O etanol é metabolizado em um composto químico chamado acetaldeído. O acetaldeído é tóxico, mas é rapidamente convertido em acetato (também conhecido como ácido acético, encontrado no vinagre). Gerar um ácido pode parecer ruim, mas o acetato, na verdade, produz energia e cria moléculas importantes no corpo.
Em contrapartida, o metanol é metabolizado em formaldeído, um produto químico utilizado em colas industriais e para embalsamar cadáveres, por exemplo. E, em seguida, em ácido fórmico – o produto químico presente em algumas picadas de formiga que causa tanta dor.
Ao contrário do acetato, que o corpo utiliza, o ácido fórmico envenena as mitocôndrias, que são as centrais energéticas das células.
Como resultado, uma pessoa exposta ao metanol pode entrar em acidose metabólica grave, que é quando há acúmulo excessivo de ácido no corpo.
O envenenamento por metanol pode causar náuseas, vômitos e dor abdominal. A acidose causa então depressão do sistema nervoso central, o que pode fazer com que as pessoas com envenenamento por metanol fiquem inconscientes e entrem em coma, além de causar danos à retina, levando à perda da visão. Isso ocorre porque as retinas são repletas de mitocôndrias ativas e sensíveis a danos.
A morte não é inevitável se apenas uma pequena quantidade de metanol tiver sido consumida, e o tratamento rápido reduzirá significativamente os danos.
No entanto, podem ocorrer danos permanentes à visão mesmo em doses não letais se o tratamento não for administrado rapidamente.
O que envolve o tratamento?
O tratamento consiste principalmente em cuidados de suporte, como intubação e ventilação mecânica para ajudar o paciente a respirar.
Mas também pode envolver medicamentos como o fomepizol (que inibe a geração de ácido fórmico tóxico) e diálise para remover o metanol e seus metabólitos do corpo.
Como o metanol entra nas bebidas alcoólicas?
O metanol pode aparecer em qualquer bebida alcoólica, mas é mais provável que apareça em bebidas com maior teor alcoólico, como bebidas destiladas e bebidas tradicionalmente fermentadas, como vinhos de frutas.
O metanol pode entrar nas bebidas alcoólicas de várias maneiras. Às vezes, ele é adicionado deliberada e ilegalmente durante ou após a fabricação como uma forma mais barata de aumentar o teor alcoólico de uma bebida.

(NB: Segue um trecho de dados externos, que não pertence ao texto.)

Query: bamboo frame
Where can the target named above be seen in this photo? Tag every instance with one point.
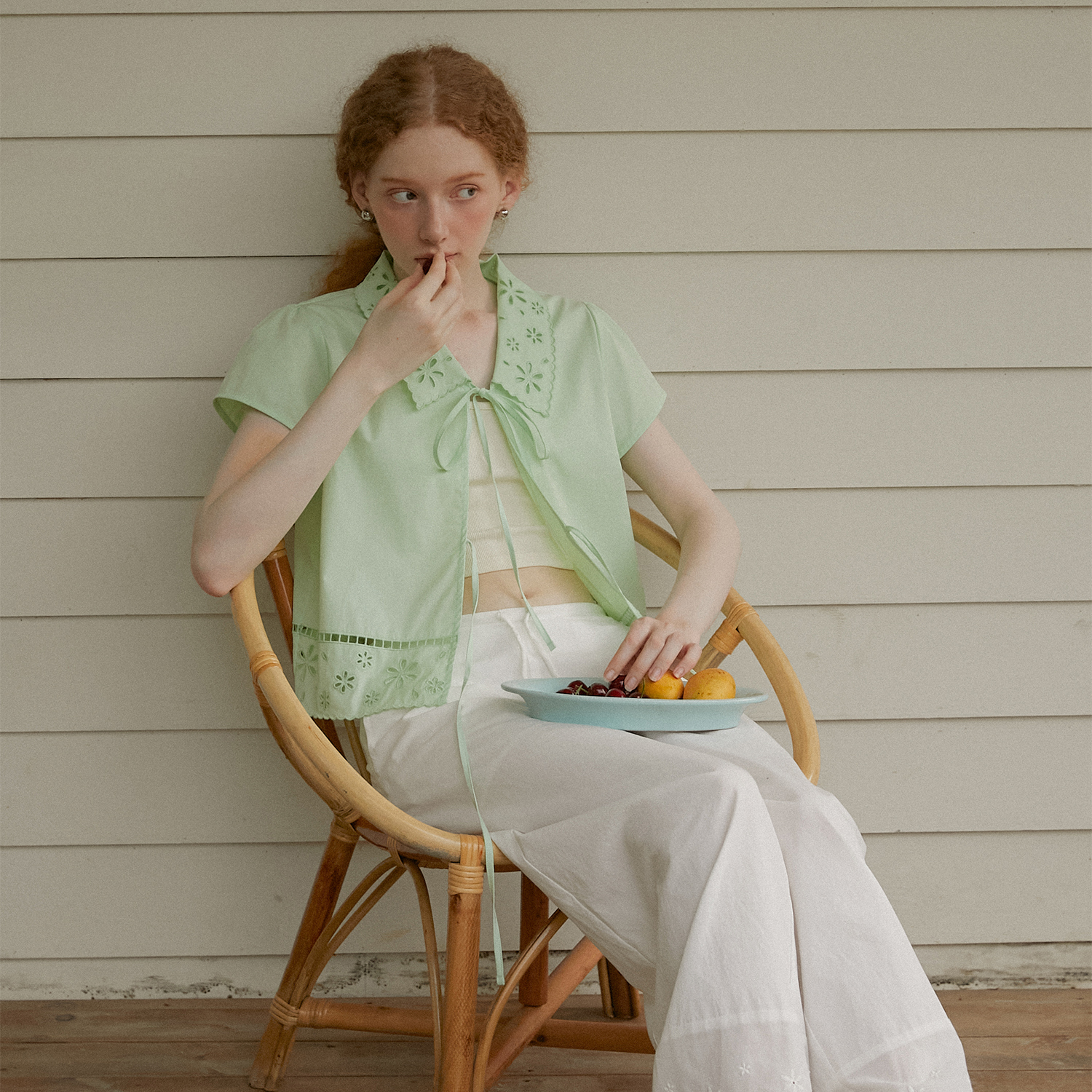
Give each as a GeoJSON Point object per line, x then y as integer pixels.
{"type": "Point", "coordinates": [360, 810]}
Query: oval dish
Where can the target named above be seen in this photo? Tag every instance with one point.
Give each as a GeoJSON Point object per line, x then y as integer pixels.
{"type": "Point", "coordinates": [630, 714]}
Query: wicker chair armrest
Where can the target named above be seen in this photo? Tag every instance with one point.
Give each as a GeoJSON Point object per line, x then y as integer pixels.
{"type": "Point", "coordinates": [743, 620]}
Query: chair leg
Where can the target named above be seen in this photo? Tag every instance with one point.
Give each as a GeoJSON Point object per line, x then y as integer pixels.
{"type": "Point", "coordinates": [277, 1043]}
{"type": "Point", "coordinates": [620, 1000]}
{"type": "Point", "coordinates": [534, 912]}
{"type": "Point", "coordinates": [465, 882]}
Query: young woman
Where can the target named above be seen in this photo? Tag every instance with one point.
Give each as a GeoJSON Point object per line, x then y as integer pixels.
{"type": "Point", "coordinates": [450, 446]}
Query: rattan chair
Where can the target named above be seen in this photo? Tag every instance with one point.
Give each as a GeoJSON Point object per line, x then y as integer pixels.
{"type": "Point", "coordinates": [467, 1056]}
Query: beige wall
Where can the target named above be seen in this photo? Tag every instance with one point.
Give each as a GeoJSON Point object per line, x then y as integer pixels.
{"type": "Point", "coordinates": [852, 242]}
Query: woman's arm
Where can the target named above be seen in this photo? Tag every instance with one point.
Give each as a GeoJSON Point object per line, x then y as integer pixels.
{"type": "Point", "coordinates": [710, 542]}
{"type": "Point", "coordinates": [270, 473]}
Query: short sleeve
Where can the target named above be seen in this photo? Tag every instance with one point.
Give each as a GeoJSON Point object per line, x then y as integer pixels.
{"type": "Point", "coordinates": [281, 369]}
{"type": "Point", "coordinates": [633, 395]}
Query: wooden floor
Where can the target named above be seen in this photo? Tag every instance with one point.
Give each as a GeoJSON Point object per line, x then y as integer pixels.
{"type": "Point", "coordinates": [1016, 1041]}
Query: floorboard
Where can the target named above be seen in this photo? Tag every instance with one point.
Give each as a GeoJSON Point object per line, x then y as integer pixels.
{"type": "Point", "coordinates": [1016, 1041]}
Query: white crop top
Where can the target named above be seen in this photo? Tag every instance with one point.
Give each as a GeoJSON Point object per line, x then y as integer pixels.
{"type": "Point", "coordinates": [530, 537]}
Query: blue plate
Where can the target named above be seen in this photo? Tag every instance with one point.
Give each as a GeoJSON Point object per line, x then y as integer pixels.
{"type": "Point", "coordinates": [630, 714]}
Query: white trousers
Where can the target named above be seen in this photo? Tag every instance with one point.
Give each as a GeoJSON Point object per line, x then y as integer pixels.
{"type": "Point", "coordinates": [727, 887]}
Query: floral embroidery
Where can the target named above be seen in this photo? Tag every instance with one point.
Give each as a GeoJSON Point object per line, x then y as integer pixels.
{"type": "Point", "coordinates": [307, 661]}
{"type": "Point", "coordinates": [403, 672]}
{"type": "Point", "coordinates": [432, 371]}
{"type": "Point", "coordinates": [528, 377]}
{"type": "Point", "coordinates": [511, 295]}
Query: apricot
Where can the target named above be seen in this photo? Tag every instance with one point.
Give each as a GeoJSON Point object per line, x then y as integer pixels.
{"type": "Point", "coordinates": [711, 683]}
{"type": "Point", "coordinates": [666, 686]}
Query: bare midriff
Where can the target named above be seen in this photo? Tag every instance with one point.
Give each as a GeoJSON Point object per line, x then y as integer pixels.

Os métodos tradicionais de fabricação de cerveja também podem gerar inadvertidamente metanol, além de etanol, e produzir níveis tóxicos de metanol, dependendo dos micróbios e dos tipos de materiais vegetais utilizados no processo de fermentação.
Ainda não sabemos como os adolescentes australianos foram envenenados nesta tragédia. Mas é uma boa ideia ter sempre cuidado quando se viaja (especialmente em áreas com bebidas fermentadas tradicionalmente, como o sudeste asiático, o subcontinente indiano e partes da África).
O site Smartraveller do governo australiano recomenda que, para evitar o envenenamento por metanol, você deve ter cuidado ao beber coquetéis e bebidas alcoólicas, beber apenas em estabelecimentos licenciados de boa reputação e evitar bebidas alcoólicas caseiras.
Beber apenas cervejas comerciais produzidas em massa pode ser mais seguro, embora seja compreensível que as pessoas muitas vezes queiram experimentar bebidas produzidas localmente como parte de sua aventura.